A man in Karnataka, accused of holding the hand of the daughter of his cousin in an inebriated state, was made to wear a skirt, garlanded with slippers, and shave off half his hair and moustache before being paraded in Bijapur district in Karnataka.
The News Minute reported that the incident happened on 12 July, after which Shankar Rathod was paraded all the way from his home to the village square, accompanied by beating of drums.
The mob act of public shaming happened after Rathod allegedly held his cousin, Umaraj Rathod's daughter's hand in a drunken state when he was about to leave following dinner. The Devarahippani Police told TNM that Umaraj accused Shankar of trying to molest his daughter.
Both Umaraj and Shankar have lodged counter FIRs of molestation and harassment.
The incident again brought to light the deep lines of patriarchy that divide Indian society. The irony of shaming a man for molesting a woman, by making him wear a woman's clothes, perhaps eluded the bloodthirsty mob, but in a country where aggressive masculinity is encouraged, it's nothing uncommon.
Men are taught at a very young age that to be called a 'woman' is the worst possible shaming to suffer at the hands of their peers — enforcing somehow the view that women are the inferior of the sexes. Men and many women regularly shame weakness in men as "effeminate" and urge them to "wear bangles".

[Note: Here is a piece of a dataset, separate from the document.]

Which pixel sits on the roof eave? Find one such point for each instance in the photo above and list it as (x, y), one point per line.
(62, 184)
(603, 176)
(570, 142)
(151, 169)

Writes Piyasree Dasgupta, for HuffPost India: "Lalu Prasad Yadav, the knight-in-sexist-armour no one needs, pulled up BJP leader Giriraj Singh for insulting Sonia Gandhi. How? By recommending that he be made to wear bangles. And after Mohammad Akhlaq was lynched by a crazed mob, a very enraged Markandey Katju decided to scold the Supreme Court by telling them to wear bangles. And fellow bangle-wearer Smriti Irani had apparently urged former prime minister Manmohan Singh to don bangles if he failed to act against Pakistan."
This isn't the first instance of vigilante justice. Mob attacks have steadily seen a rise, forcing Prime Minister Narendra Modi to repeatedly appeal not to take the law into own hands. There have been several instances of mob killings on suspicion of carrying, slaughtering and consuming beef. Last year, a thief, newly out on bail, was beaten to death by villagers in Mangaluru.
A mob in Bengaluru allegedly stripped a Tanzanian girl suspecting her of running over and killing a 35-year-old man in Hesaraghatta. Mob violence had even prompted countrywide 'Not In My Name' protests.